Pero en ese momento un viento salvaje apagó todas las velas
y antorchas de la casa. El Proscrito se quedó petrificado por la sorpresa, pero
cuando vio que sólo era el viento se volvió a preparar para el último golpe.
Entonces se escuchó un aullido. Al principio ambos contendientes pensaron que
sólo era un animal salvaje, pero el tono del aullido cambió lentamente hasta
que, finalmente, ambos pudieron escuchar claramente el grito de una mujer.
En la mejilla del Proscrito se abrió repentinamente una
herida. Era como si alguien, con un pequeño cuchillo, hubiera cortado la piel.
La sangre empezó a derramarse de la nueva herida y, aunque no era ni mucho
menos la más dolorosa, si que tuvo la capacidad de dejar al Proscrito helado de
miedo. Mientras, el Guerrero pudo ver a la espalda del otro hombre una leve
luminiscencia. El Guerrero creyó ver una niebla blanquecina y luminosa,
arremolinándose tras su rival. La niebla, poco a poco, fue adquiriendo
consistencia y, como si el Proscrito hubiera notado la presencia de alguien detrás,
se dio la vuelta, muy despacio, con los ojos abiertos por el terror.
Lo que allí había les heló la sangre a ambos. Una figura de
mujer, descolorida y translúcida, vestida con sedas y con una cabeza en la mano
derecha. La figura levantó una mano y, muy despacio, acarició el pecho del
hombre. Con un alarido el hombre se llevó la mano al pecho, y al retirarla el
Guerrero pudo ver que estaba cubierta de sangre. El espíritu, con un rictus de
furia en la cabeza cercenada, pareció deshacerse en una nube de humo blanco que
rodeó al Proscrito. Con el pánico grabado en sus ojos, el hombre intentaba en
vano deshacerse del humo mientras nuevos cortes se abrían en su ropa y en su
piel. Tela y carne se desprendían y caían en jirones mientras la sangre
salpicaba el suelo y las paredes. El hombre aullaba de dolor y el Guerrero,
espantado, intentaba alejarse a rastras.
El suplicio no duró mucho. Tras unos minutos de agonía, el
cadáver despellejado cayó al suelo. El Proscrito había muerto. El humo volvió a
materializarse en la figura decapitada. Esta, con un lánguido caminar, se
acercó al Guerrero y puso su mano sobre el rostro de él.

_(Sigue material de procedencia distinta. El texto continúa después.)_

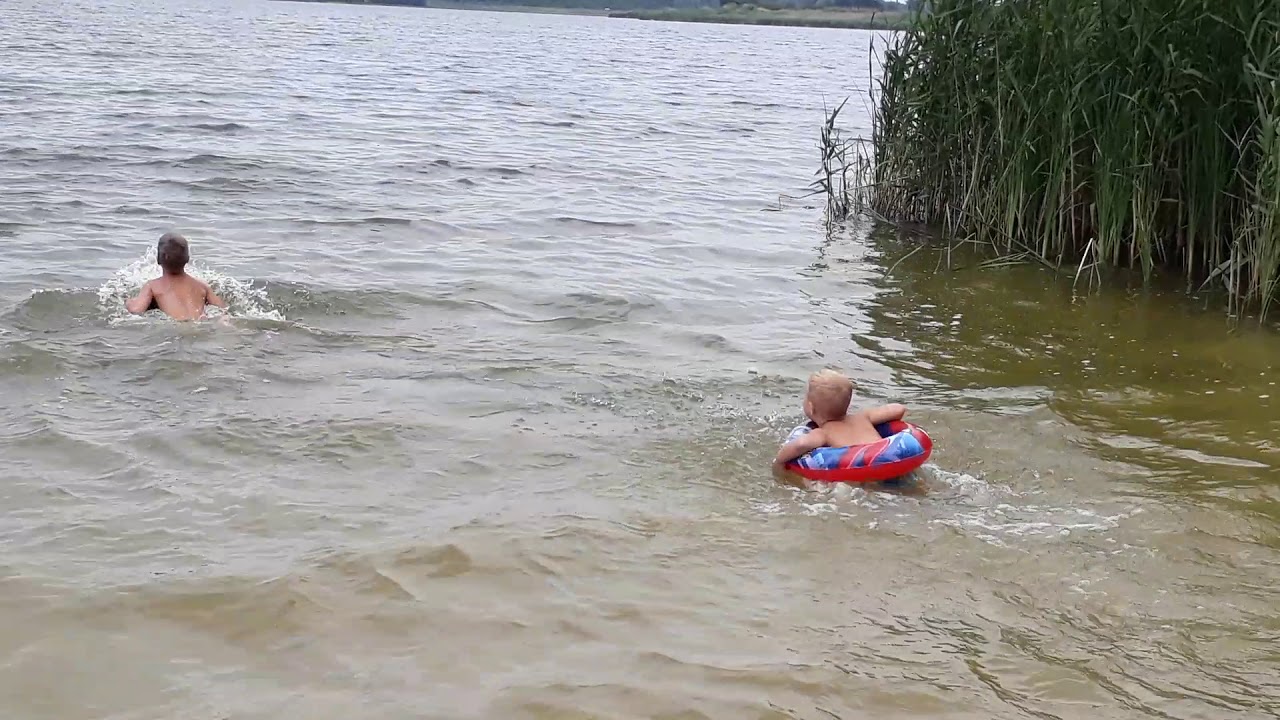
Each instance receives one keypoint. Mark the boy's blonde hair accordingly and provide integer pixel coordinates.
(830, 392)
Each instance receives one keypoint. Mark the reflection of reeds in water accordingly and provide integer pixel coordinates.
(1136, 133)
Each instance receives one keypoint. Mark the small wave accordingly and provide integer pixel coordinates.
(243, 300)
(585, 222)
(356, 222)
(219, 127)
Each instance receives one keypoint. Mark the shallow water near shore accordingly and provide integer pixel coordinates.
(519, 318)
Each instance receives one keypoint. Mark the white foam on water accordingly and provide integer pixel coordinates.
(242, 299)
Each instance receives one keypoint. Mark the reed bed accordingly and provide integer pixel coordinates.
(1084, 133)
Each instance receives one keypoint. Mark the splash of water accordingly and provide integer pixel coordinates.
(242, 299)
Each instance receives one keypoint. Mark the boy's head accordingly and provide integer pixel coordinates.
(173, 254)
(830, 393)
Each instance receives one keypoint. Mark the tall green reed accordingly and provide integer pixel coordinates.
(1138, 133)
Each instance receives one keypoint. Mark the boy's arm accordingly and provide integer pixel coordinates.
(807, 442)
(211, 297)
(138, 305)
(886, 413)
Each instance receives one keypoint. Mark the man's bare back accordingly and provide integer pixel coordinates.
(176, 294)
(182, 297)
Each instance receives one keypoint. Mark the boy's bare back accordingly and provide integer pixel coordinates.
(850, 429)
(827, 406)
(176, 294)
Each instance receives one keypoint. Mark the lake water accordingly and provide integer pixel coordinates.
(522, 306)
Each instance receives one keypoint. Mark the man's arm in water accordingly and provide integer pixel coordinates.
(211, 297)
(886, 413)
(807, 442)
(142, 302)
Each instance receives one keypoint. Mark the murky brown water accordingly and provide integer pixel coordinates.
(520, 323)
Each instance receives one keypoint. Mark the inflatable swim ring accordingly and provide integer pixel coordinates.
(901, 449)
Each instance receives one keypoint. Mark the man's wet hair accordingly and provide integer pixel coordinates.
(173, 253)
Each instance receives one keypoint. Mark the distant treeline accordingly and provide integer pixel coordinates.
(662, 4)
(640, 4)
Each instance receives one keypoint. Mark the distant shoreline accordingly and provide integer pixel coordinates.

Esta vez, sin embargo, lo que el Guerrero sintió fue la
inmensa pena que sentía el fantasma. Entonces comprendió que ella lo había dado
todo para salvarlo a él. Comprendió que ella no podía obrar de otra forma,
porque su vida estaría vacía sin él. Sólo podía salvarlo y esperar su castigo.
Él entendió lo mucho que ella le amaba y, llorando, le pidió perdón. Ella
sonrió y lentamente desapareció.
Y cuando el último rastro del cuerpo femenino se hubo
desvanecido, el pecho del antiguo Guerrero dejó de respirar.
Así que, la próxima vez que aparezca el fantasma de la
Kajira sin cabeza, esperad un momento. Observad. Porque, pasado el tiempo,
cuando ella ha acabado de dar su paseo nocturno, el fantasma de un hombre rubio
se acerca a ella, coge la cabeza de entre sus manos, la coloca cuidadosamente
sobre sus hombros y, dándose ambos un apasionado beso, se desvanecen en la
oscuridad, esperando al siguiente encuentro.